Whether you are giving up animal products for ethical reasons or health reasons, it is important to set yourself up for success. Though temptation can arise, it’s important to remember why you’re going vegan in order to keep yourself focused and disciplined. However, if you see goat cheese, all bets are off and no one can technically fault you because it is a perfect food and tastes so damn good. Here’s how to go vegan – unless there’s goat cheese within a two-mile radius.
Plan your meals.
It can be hard to find something vegan to eat on the go, so your best bet is to bring snacks with you if you’re worried about being tempted by a Snickers bar. Be smart! Unless your coworker brings in a cheese plate that includes a delicious soft truffled goat cheese selection for someone’s birthday. No one will judge you! Goat cheese is the best food in the world and everyone gets it.

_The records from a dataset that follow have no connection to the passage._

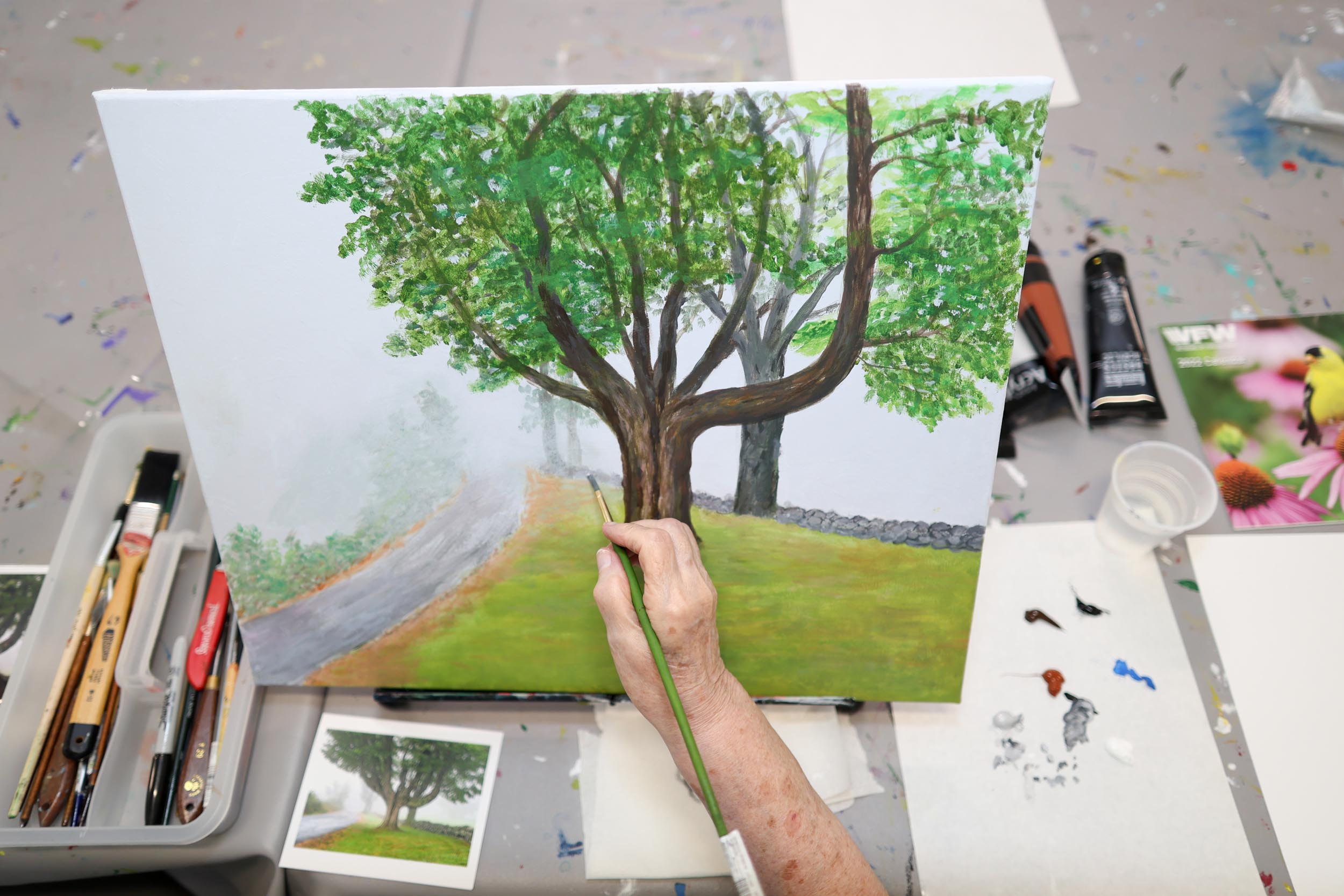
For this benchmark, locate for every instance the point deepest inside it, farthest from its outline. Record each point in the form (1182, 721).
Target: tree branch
(902, 338)
(920, 232)
(639, 310)
(664, 372)
(555, 388)
(609, 269)
(580, 356)
(776, 398)
(804, 312)
(716, 304)
(807, 214)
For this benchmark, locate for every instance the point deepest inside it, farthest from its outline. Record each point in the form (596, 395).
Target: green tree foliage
(18, 596)
(953, 222)
(409, 773)
(561, 230)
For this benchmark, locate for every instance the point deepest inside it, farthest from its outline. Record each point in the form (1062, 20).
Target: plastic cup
(1156, 492)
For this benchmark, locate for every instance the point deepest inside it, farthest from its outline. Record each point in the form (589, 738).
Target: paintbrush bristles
(601, 501)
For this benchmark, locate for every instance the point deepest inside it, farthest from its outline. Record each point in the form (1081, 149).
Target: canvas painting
(394, 800)
(1268, 397)
(19, 589)
(406, 326)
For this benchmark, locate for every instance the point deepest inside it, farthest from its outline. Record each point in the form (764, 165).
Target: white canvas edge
(117, 95)
(377, 867)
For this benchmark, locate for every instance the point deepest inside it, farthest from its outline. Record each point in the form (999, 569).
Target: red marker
(209, 629)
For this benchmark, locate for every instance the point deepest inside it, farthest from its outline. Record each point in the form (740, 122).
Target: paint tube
(1121, 377)
(1033, 396)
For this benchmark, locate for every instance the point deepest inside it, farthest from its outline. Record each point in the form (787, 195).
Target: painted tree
(18, 596)
(408, 773)
(957, 249)
(587, 233)
(547, 413)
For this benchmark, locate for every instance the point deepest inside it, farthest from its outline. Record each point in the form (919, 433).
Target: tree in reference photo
(571, 230)
(409, 773)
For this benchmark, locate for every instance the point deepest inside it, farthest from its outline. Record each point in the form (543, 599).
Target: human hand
(681, 601)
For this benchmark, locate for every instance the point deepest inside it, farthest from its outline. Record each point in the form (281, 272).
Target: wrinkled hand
(681, 601)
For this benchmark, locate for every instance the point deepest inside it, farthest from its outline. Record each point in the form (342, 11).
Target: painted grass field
(800, 613)
(413, 845)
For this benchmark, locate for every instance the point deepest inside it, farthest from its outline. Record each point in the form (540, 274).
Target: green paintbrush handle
(670, 687)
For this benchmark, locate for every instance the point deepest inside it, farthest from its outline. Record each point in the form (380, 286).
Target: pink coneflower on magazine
(1316, 467)
(1253, 499)
(1280, 386)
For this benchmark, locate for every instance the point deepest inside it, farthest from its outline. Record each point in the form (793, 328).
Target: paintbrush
(58, 685)
(156, 473)
(55, 731)
(734, 848)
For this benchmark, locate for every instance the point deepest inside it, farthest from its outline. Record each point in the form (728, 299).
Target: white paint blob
(1120, 750)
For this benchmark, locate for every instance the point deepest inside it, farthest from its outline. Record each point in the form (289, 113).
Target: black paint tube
(1033, 396)
(1121, 378)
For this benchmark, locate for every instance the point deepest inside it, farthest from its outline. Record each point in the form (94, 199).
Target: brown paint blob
(1036, 615)
(1054, 682)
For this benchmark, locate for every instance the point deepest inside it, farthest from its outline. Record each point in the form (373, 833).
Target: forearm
(797, 844)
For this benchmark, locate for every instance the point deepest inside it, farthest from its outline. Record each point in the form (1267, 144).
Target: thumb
(612, 593)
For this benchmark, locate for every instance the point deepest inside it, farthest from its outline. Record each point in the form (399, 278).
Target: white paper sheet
(640, 820)
(1275, 606)
(856, 39)
(1164, 824)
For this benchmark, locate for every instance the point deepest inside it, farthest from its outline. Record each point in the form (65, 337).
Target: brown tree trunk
(675, 494)
(394, 809)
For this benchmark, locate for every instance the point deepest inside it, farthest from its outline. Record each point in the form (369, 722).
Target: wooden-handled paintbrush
(740, 863)
(63, 669)
(47, 790)
(156, 477)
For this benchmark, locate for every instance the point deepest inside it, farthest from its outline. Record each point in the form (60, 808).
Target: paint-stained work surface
(1209, 178)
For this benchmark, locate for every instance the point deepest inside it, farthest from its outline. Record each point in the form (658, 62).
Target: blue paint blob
(568, 848)
(1312, 154)
(139, 397)
(1123, 669)
(1332, 70)
(1265, 144)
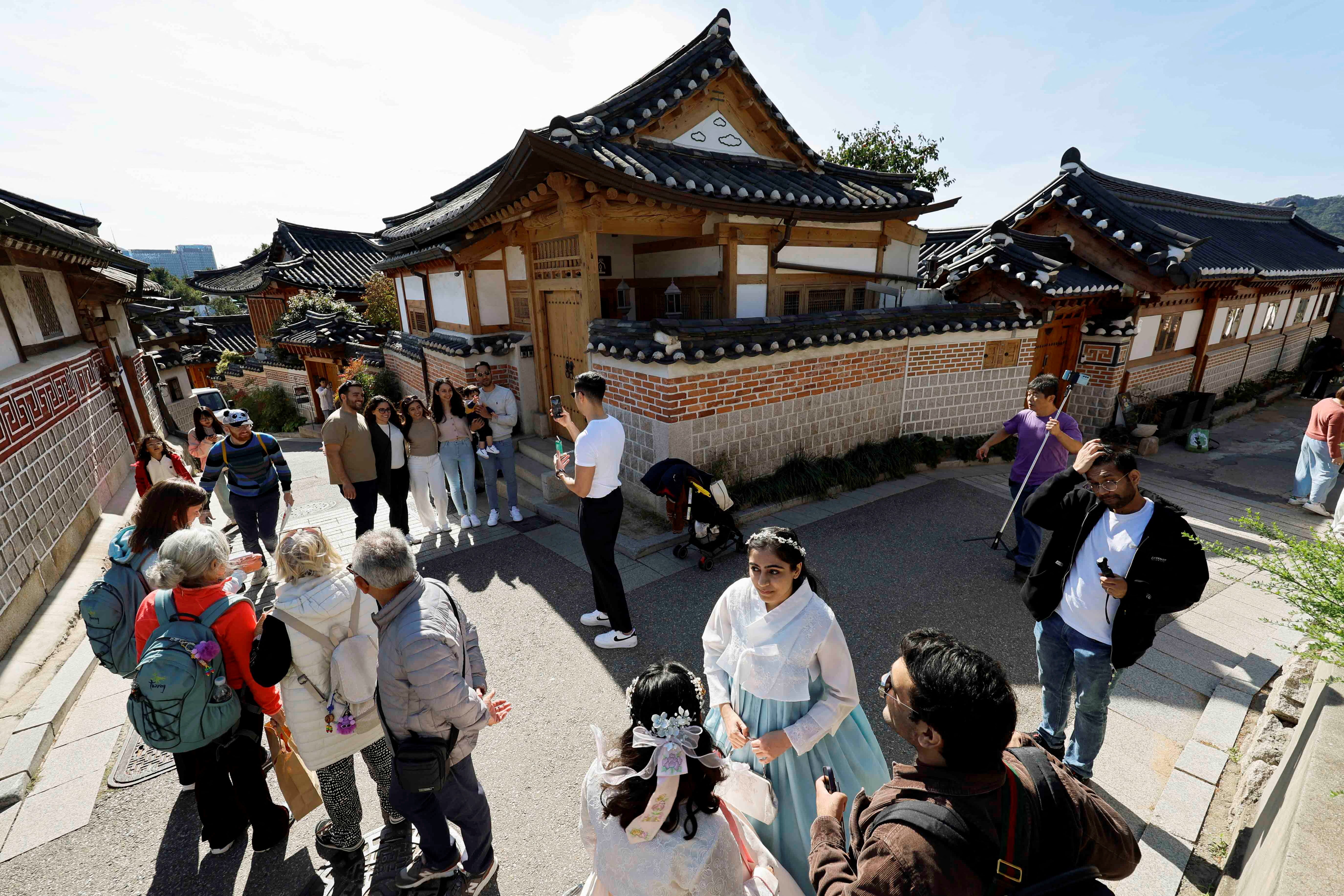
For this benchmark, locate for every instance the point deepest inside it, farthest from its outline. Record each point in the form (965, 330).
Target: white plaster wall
(831, 257)
(752, 300)
(1146, 338)
(1215, 332)
(515, 262)
(753, 260)
(687, 262)
(449, 291)
(621, 249)
(1189, 332)
(492, 297)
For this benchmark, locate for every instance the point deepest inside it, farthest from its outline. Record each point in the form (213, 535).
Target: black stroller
(691, 500)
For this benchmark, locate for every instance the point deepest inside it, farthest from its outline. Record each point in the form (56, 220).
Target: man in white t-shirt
(597, 481)
(1093, 620)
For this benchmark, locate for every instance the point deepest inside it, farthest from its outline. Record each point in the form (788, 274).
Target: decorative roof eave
(694, 342)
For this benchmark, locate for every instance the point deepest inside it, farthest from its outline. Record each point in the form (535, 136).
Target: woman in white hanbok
(783, 694)
(650, 817)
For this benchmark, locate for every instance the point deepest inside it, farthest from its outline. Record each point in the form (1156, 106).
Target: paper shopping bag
(296, 782)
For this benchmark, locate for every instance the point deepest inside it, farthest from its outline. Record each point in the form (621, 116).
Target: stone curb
(1179, 815)
(37, 731)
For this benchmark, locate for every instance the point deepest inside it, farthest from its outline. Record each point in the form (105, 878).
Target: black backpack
(1057, 827)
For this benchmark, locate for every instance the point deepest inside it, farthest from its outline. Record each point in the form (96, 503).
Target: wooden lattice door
(568, 339)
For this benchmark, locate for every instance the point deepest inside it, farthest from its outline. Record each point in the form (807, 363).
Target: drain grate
(139, 762)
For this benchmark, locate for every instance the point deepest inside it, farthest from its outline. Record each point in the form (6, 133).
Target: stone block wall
(62, 443)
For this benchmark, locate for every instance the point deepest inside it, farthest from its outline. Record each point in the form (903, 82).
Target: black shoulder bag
(421, 764)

Let People Know Your Dietary Restrictions
Before you head to a dinner party, make sure you let the host know about your dietary restrictions. You don’t want to have that conversation after someone roasted a chicken for you! Make sure you thank them profusely, especially after they see you gorging on their goat cheese pre-dinner spread after they went out of their way to make a vegan dish for you. If they look confused, just point to the goat cheese, and they’ll understand.
Never Assume Someone Can Accommodate You
While many people might go out of their way to make you a vegan meal, that isn’t always true. Offer to bring your own meal, which, incidentally, is just a tupperware full of drunken goat cheese. Whoa, did you even know they could do that with cheese? This shit is TIGHT. So what if your vegan ass has been eating goat cheese every meal for the past week? It’s goat cheese!!